I believe we are here on purpose, for purpose.  We have a destiny, a role to fulfill.  I believe we each have a unique place and are the only ones who can fill it - and if we do not, we deprive the world of our gifts.  Perhaps you are certain that your place in this crazy world is to be a foster parent.  Or maybe to be an art teacher.  Maybe a woman who works hard for her family.  Maybe a man who invents the next big thing and changes a piece of the world.

But what do you do when you aren't sure what it is you were made for?

I know I was made to be a daughter, sister, friend, wife, mother.  I AM those things.  And I bloody well want to dig deep and be the best of those things I can be.  I love my life.  And I would be content to remain quiet and small, living well in the life I am in.

But honestly, there is a fear that lurks in the shadowy recesses of my heart.  Am I fulfilling my design?  Am I living my purpose?  Is my role an empty stage presence...obvious to onlookers that something's...missing.  Someone is missing...  Am I just facing the typical discontentments of life and need to remember to appreciate where I am. 

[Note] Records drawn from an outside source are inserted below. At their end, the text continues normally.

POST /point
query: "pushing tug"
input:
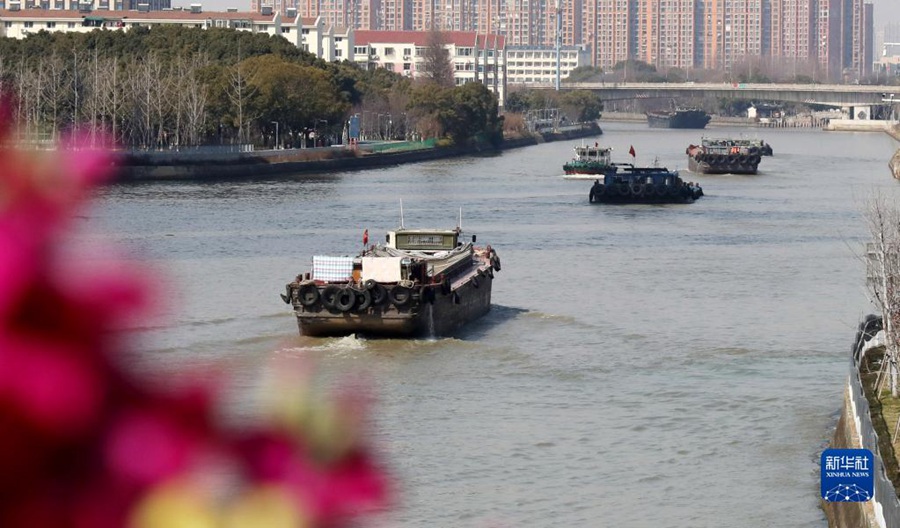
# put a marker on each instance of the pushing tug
(723, 156)
(653, 185)
(419, 283)
(590, 160)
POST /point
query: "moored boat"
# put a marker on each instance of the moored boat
(419, 283)
(678, 118)
(763, 148)
(723, 156)
(590, 160)
(643, 185)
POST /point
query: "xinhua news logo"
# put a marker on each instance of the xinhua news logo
(847, 475)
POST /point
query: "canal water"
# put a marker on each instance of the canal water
(676, 365)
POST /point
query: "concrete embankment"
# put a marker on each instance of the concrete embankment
(249, 165)
(856, 429)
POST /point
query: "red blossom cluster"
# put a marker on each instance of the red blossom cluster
(85, 445)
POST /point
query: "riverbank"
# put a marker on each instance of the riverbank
(866, 423)
(216, 165)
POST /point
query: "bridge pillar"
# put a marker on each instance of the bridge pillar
(861, 112)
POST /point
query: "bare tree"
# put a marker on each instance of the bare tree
(240, 92)
(191, 104)
(883, 273)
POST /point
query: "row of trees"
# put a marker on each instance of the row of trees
(199, 86)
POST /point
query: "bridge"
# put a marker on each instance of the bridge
(851, 96)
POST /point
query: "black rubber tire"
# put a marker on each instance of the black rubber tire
(308, 295)
(363, 300)
(400, 296)
(345, 299)
(328, 295)
(427, 294)
(379, 294)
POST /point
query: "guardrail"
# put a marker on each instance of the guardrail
(886, 503)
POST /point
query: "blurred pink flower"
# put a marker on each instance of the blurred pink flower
(84, 445)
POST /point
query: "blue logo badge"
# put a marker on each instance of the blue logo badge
(847, 475)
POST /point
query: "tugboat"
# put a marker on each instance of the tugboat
(723, 156)
(678, 118)
(419, 283)
(763, 148)
(643, 185)
(590, 160)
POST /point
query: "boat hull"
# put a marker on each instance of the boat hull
(695, 119)
(588, 169)
(644, 194)
(429, 313)
(723, 164)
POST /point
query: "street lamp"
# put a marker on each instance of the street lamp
(317, 128)
(889, 98)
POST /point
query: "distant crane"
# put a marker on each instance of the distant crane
(558, 39)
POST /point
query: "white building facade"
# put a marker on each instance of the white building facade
(528, 66)
(474, 57)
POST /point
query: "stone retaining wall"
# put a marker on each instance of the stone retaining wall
(242, 165)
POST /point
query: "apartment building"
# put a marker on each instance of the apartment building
(537, 65)
(475, 58)
(666, 32)
(310, 34)
(82, 5)
(607, 28)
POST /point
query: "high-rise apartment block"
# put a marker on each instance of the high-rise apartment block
(832, 39)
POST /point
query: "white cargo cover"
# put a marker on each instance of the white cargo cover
(381, 269)
(332, 269)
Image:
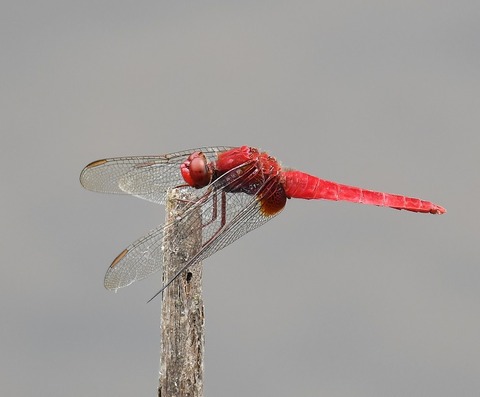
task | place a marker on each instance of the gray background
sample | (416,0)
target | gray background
(328,299)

I read an article this week that continued to stoke the fires of question and discovery.  I'll give a very botched version, but if you're interested you can read more here.  The post was written by author/book mentor, Mary DeMuth, and how so many people she encounters are passion-lost.  She suggests three steps in discovering your passion: 1.) ask yourself what the world's biggest need is, 2.) list your three favorite movies and decipher their common thread, and 3.) ask people what your "one thing is" - the thing they'd say best describes you. 

Here's mine: 

I perceive the world's greatest need to be hope.  And, in the spirit of hope, to be given the tools needed to rise out of current situations.  Tools like clean water, that people don't have to bathe and drink from the same water source.  That they may be freed from countless diseases, all because of the tool of a well.  Tools like the skills of farming and jewelry-making, that women and children can support themselves and not fall prey to trafficking, property theft and other exploitations.  I believe hope is empowering.  Life can be different.

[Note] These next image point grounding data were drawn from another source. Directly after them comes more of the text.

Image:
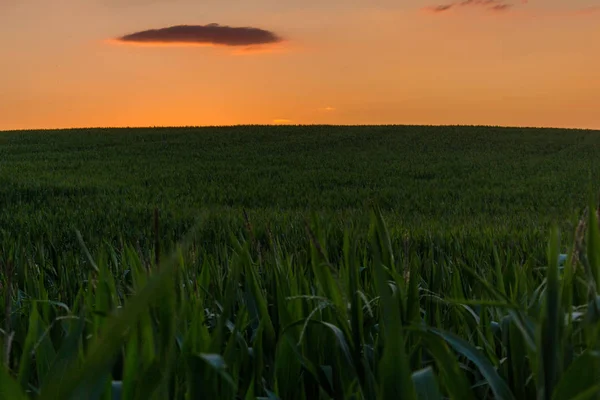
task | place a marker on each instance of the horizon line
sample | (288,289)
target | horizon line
(289,125)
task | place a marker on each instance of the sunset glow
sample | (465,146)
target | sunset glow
(490,62)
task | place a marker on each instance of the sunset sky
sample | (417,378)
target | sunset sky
(84,63)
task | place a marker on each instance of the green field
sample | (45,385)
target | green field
(299,263)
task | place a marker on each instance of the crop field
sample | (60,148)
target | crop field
(309,262)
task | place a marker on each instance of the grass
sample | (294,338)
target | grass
(299,263)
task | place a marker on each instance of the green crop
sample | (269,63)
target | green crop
(299,263)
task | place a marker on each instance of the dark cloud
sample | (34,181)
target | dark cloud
(213,34)
(490,5)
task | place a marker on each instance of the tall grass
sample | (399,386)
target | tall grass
(364,319)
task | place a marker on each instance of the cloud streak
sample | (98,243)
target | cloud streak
(489,5)
(202,35)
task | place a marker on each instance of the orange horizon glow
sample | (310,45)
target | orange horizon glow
(532,64)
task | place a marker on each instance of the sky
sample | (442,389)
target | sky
(109,63)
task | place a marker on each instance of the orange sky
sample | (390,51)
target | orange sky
(535,63)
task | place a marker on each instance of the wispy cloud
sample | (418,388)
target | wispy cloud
(505,5)
(202,35)
(488,5)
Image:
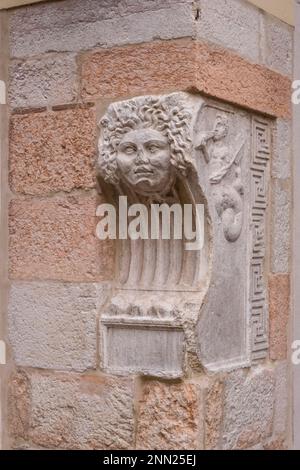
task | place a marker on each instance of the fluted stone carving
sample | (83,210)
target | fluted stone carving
(179,149)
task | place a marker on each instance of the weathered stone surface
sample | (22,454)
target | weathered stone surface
(279,308)
(185,64)
(278,50)
(52,152)
(282,395)
(53,325)
(249,408)
(46,81)
(282,158)
(18,409)
(233,24)
(55,239)
(145,350)
(73,412)
(170,417)
(277,444)
(214,415)
(281,206)
(77,26)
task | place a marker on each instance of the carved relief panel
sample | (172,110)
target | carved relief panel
(175,308)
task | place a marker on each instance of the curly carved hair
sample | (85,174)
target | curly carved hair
(164,114)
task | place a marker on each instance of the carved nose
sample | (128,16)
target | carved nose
(141,156)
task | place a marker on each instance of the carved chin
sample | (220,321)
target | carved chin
(147,185)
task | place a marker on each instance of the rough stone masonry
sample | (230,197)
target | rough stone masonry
(116,352)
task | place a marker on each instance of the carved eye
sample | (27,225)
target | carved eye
(129,149)
(153,148)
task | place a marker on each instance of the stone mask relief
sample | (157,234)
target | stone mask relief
(173,309)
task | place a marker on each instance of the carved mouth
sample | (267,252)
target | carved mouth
(143,171)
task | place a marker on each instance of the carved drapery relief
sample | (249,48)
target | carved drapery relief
(174,309)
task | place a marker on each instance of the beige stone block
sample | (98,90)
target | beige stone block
(185,64)
(52,151)
(74,412)
(279,308)
(55,239)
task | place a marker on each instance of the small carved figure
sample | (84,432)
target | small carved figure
(145,143)
(224,171)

My top three (it was hard to choose): 1.) The Four Feathers, 2.) Walk the Line, 3.) Les Miserables.  Common thread?  Broken people who've made a disaster of their lives and are offered a second chance...and that second chance makes all the difference.  Life is never the same for them again.  In a word, redemption.

I so do not want to follow up on #3.  Talking to my husband one night this week, he told me that I need to risk more.  I am a private person.  Mostly because there is so much going on in the world and my life is good.  In part, too, I am private to protect - myself and my family from vulnerability.  In this blog, I wrestle at times with how much and what to share for the sake of that protection.  But here I am - sharing more personally than I have, stripping off layers of confidence to admit that my inner life is not as neat as it appears.  And I hate asking, but I am.  If you are reading this, whether or not you know me well or have commented on a post before, what is my one thing? 

It strikes me that you, wherever in the world you are reading this, could be in a similar pilgrimage of question and discovery.  A journey of wrestling and wondering.  Over the Rhine would sing, The gift of your heart frees me from mine.  And I love that, hearts that unfold and disclose together, whispering to each other, you are not alone.